Brother Sykes, described by author Suzanne Smith as an influential and senior team leader, was one of two Marist Brothers who devised a plan in the early 1970s for a series of "retreats" for young men who may aspire to the priesthood.
One of the retreat locations was at a stately home in Mittagong, in the Southern Highlands.

Ms Smith described how Sykes and another brother came up with an effective selection process for the retreats, one that involved identifying the "better boys".
It was Sykes' belief that if they could get a "group of their better boys to Mittagong for a leadership course ... for a few days during school time, then after some good liturgies and a faith experience, they might be ready to talk about vocations to the priesthood or a religious life", the book says.
Brother Coman had been involved in a growing movement, the Christian Living Camps, since the 1960s. The formation of the Youth Retreat Teams within the Marist Brothers was his brainchild.
Students at Marist Brothers schools in Sydney, Maitland, Newcastle and Canberra participated in the program.
It was during these retreats that Brother Coman Sykes was to prey upon a powerless student, Glen Walsh, and commit acts of numerous acts of indecency on him.

Raised in Newcastle, Mr Walsh aspired to becoming a brother and trained as a live-in "postulant" at the Catholic Teachers College in Sydney's Castle Hill.
Brother Coman, then 52, lived on the lower floor with the new recruits and was responsible for the postulants' "spiritual formation". He showed a particular interest in Glen and when the young man fell ill, suggested he recuperate at a house at Leura, west of Sydney.
It was at that Marist brothers-owned house where Brother Coman, 34 years older than his victim, preyed upon the young man, sexually assaulting him on an almost nightly basis.
In the end, after around 100 such assaults, Glen Walsh left the order in May 1981.
As Ms Smith described in her book: "He'd had enough of being a target."
A little over a year later, Sykes was in charge of year 10 boys at Marist College in Canberra.
Mr Walsh remained a devout Catholic and after a lengthy break which included teaching on a remote island off Papua New Guinea, he returned to join a seminary, studied to become a priest and was later ordained.
Tragically, he later committed suicide when the Church and the Bishop, to whom he confided Sykes' offences against him, failed to acknowledge its misdeeds.

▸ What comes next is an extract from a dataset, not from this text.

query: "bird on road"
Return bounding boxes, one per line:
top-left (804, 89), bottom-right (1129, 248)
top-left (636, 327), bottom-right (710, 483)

In 1995, the wall of silence which had protected the Catholic priesthood started to tumble with the charging of Father Vince Ryan, whose range of sexual abuse offences against dozens of young men over a lengthy period of time became national news.
"The Church hierarchy, until then, had thought the police knew their place when it came to Church business," Ms Smith wrote in Altar Boys.
"There was an unsaid pact that officers wouldn't pry too much into Church affairs. When similar complaints had been made to police, these matters had been handled in secret; the Church had moved the offending priest out of the jurisdiction.
"But now stories of clerical paedophile clusters were hitting the media, and ... the veil of secrecy was slowly being lifted."
Father Ryan's car was seized and examined. In it they found a list of altar boys, all victims, with a cross drawn next to each of the names.